Intervention de Jean-Pierre Decool

Réunion du 7 mars 2019 à 15h00
Nationalisation des sociétés concessionnaires d'autoroutes — Rejet d'une proposition de loi

Photo de Jean-Pierre DecoolJean-Pierre Decool :

La France doit-elle s’endetter plus encore ? L’article 3 prévoit une augmentation du taux de l’impôt sur les sociétés. C’est évidemment inenvisageable et fantaisiste depuis l’adoption de la loi de finances pour 2018 qui prévoit sa baisse progressive, ce dont, bien entendu, nous nous félicitons.

Le Gouvernement est par ailleurs engagé dans un grand et beau chantier : le fameux projet de loi d’orientation des mobilités, dit LOM. Dans une dizaine de jours, nous aurons un débat en séance publique, qui traitera notamment des autoroutes et des projets d’infrastructures, mais pas de leur mode de gestion, ce que nous regrettons. Ce débat est opportun non pas aujourd’hui et pour demain, mais demain pour dans quinze ou vingt ans, lorsque les concessions arriveront progressivement à leur terme.

Il faut bien l’admettre : la privatisation n’est pas la meilleure idée que nous ayons eue il y a treize ans, non seulement parce que le prix des cessions a largement été sous-estimé selon le rapport établi en 2009 par la Cour des comptes, mais aussi parce que les contrats de concessions se sont révélés extrêmement « piégeants » pour l’État.
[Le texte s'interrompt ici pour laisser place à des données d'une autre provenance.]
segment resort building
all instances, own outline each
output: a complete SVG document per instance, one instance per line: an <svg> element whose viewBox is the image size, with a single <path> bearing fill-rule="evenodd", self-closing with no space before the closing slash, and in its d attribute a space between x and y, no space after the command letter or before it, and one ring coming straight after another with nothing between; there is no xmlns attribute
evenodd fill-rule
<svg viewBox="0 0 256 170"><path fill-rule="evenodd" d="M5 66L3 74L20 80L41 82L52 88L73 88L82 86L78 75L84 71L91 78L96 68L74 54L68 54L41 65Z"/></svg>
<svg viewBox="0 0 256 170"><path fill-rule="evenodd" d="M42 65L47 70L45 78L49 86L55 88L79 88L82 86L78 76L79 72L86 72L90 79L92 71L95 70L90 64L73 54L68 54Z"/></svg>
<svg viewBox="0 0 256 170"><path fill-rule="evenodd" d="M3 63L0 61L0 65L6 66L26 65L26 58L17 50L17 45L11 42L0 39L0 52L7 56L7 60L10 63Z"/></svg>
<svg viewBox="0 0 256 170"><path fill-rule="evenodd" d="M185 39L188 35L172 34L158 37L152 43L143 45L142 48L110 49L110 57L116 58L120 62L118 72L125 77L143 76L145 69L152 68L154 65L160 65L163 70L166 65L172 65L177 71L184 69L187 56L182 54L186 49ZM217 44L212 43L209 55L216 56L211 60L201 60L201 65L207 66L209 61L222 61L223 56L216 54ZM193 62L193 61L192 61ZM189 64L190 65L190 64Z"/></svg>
Cette privatisation fut bien une bonne affaire, mais pas pour l’État !

Au moment même où la très grande partie du réseau est déjà bâtie, la rentabilité de ces infrastructures ne fait qu’augmenter : 1, 4 milliard d’euros ont été distribués en dividendes aux actionnaires en 2014, puis 3, 3 milliards d’euros en 2015, 4, 7 milliards d’euros en 2016 et 1, 7 milliard d’euros en 2017.

L’Autorité de la concurrence a indiqué dans son avis de 2014 que les sociétés concessionnaires d’autoroutes affichaient une rentabilité exceptionnelle qui ne se justifiait ni au regard de leurs coûts ni au regard des risques pesant sur elles.

Par ailleurs, la réalisation des travaux sur les tronçons concédés a suscité une vive inquiétude, puisqu’ils sont souvent effectués par des entreprises liées aux sociétés concessionnaires. Cette pratique est de nature à augmenter le prix de ces travaux, d’abord, parce que la concurrence s’en trouve réduite, ensuite, parce que le montant des travaux donne lieu à des contreparties de la part de l’État, allant d’une hausse supplémentaire des péages à l’allongement des concessions consenties. Les sociétés concessionnaires pourraient succomber à la tentation d’augmenter les prix des travaux réalisés par des sociétés amies !

À cette situation s’ajoute l’augmentation constante des péages – plus de 20 % depuis la privatisation. Nous en sommes relativement protégés dans les Hauts-de-France, où nombre d’autoroutes sont gratuites.

Je me permets à cet égard de rappeler l’article 4 de la loi de 1955 portant statut des autoroutes. Celui-ci dispose que « l’usage des autoroutes est en principe gratuit » : de nos jours, ce principe ressemble à s’y tromper à une exception. La plupart des autoroutes sont en effet payantes et les augmentations des tarifs sont très difficiles à endiguer. En 2015, l’État a tenté de geler leur hausse, mais cela a été fait en violation des contrats de concessions. Pour cette raison, à partir de cette année et pour les quatre prochaines années, l’usager paiera, en plus de l’augmentation annuelle classique, une augmentation dont le produit équivaudra à 500 millions d’euros.

Nous regrettons d’autant plus vivement le manque de vision stratégique de l’État sur ce dossier – de la privatisation de 2006 au suivi aléatoire des concessions accordées aux sociétés d’autoroutes – que ce manque de vision aboutit à des conséquences malheureuses pour les usagers, c’est-à-dire les Français.

Dans ce contexte, le rôle de l’Arafer doit être renforcé pour plus de transparence et de concurrence et pour réduire ces dommages collatéraux.

Le groupe Les Indépendants ne votera donc pas cette proposition de loi, inopportune en l’état, mais il prend date : le débat sur la gestion de nos autoroutes est nécessaire. Il l’est dans le cadre concessif développé en 2006 et qui doit évoluer, madame la ministre, pour réduire les conséquences incroyables pour l’État et pour les usagers ; il l’est surtout pour les prochaines années, lorsqu’il s’agira de reposer la question du mode de gestion de ces infrastructures stratégiques.

Le débat que nous aurons prochainement sur le projet de loi LOM sera, nous l’espérons, l’occasion de poser les bases de ces réflexions.